2002 Denver Annual Meeting (October 27-30, 2002)

Paper No. 1
Presentation Time: 8:15 AM

AN ABYSSAL PERSPECTIVE ON THE PALEOCENE-EOCENE BOUNDARY EVENT: PRELIMINARY RESULTS FROM ODP LEG 199, CENTRAL TROPICAL PACIFIC OCEAN


LYLE, Mitchell, CGISS Dept, Boise State Univ, MS 1536, 1910 University Drive, Boise, ID 83725-1536, mlyle@cgiss.boisestate.edu

Ocean Drilling Program Leg 199 drilled a latitudinal transect across the equatorial Pacific at the time of the Paleocene/Eocene boundary. The recovered boundary sections reveal a new perspective upon the P/E boundary event--one filtered by interactions with the abyssal waters of the Pacific Ocean, the largest abyssal water mass. Four P/E boundary intervals were recovered at 3 separate drillsites spanning paleolatitudes from about 1 degree S to about 11 degrees N. All sites were located near the ancient spreading center to be as shallow as possible yet still remain on normal ocean crust. The P/E boundary interval is marked by a disappearance of carbonate at all sites, indicating that the CCD was shallower than 2.8-3 km water depth during the P/E event, rather than ca. 3.2 km typical for much of the rest of the Eocene. The extinction of benthic foraminifera is coincident with the disappearance of carbonate from the section.

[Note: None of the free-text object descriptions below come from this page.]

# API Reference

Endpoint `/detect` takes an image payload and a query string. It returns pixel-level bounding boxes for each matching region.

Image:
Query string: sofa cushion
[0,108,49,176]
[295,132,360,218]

We do not find evidence for abyssal stagnation during the P/E event. The sediments are well-oxidized and redox sensitive elements (e.g. Mn and Fe) are present throughout the Paleocene and lower Eocene section. Organic carbon is extremely low, except in specific layers in the lower Eocene well above the P/E boundary. Sufficient oxygen to prevent sediment anoxia appears to have been carried by deep circulation to the equatorial Pacific region throughout the P/E boundary interval. Manganese may have been remobilized at one point during the P/E excursion near the paleoequator but appears to be near the end of the event rather than the beginning.

Sediments recovered above and below the P/E boundary allow the study of the biotic evolution associated with the P/E boundary . Planktonic foraminiferal “excursion fauna” were found to have been present in the equatorial Pacific in the Paleocene prior to the P/E event but only became abundant elsewhere during the global warming associated with the P/E boundary, while nannofossil extinctions previously associated with the event actually occurred above it. Thoracosphaera cysts, representing a disaster flora found at the K/T boundary, were found in the Leg 199 P/E boundary intervals.

*This abstract is coauthored with ODP Leg 199 Shipboard Scientific Party, Texas A&M University Ocean Drilling Program, College Station, Texas.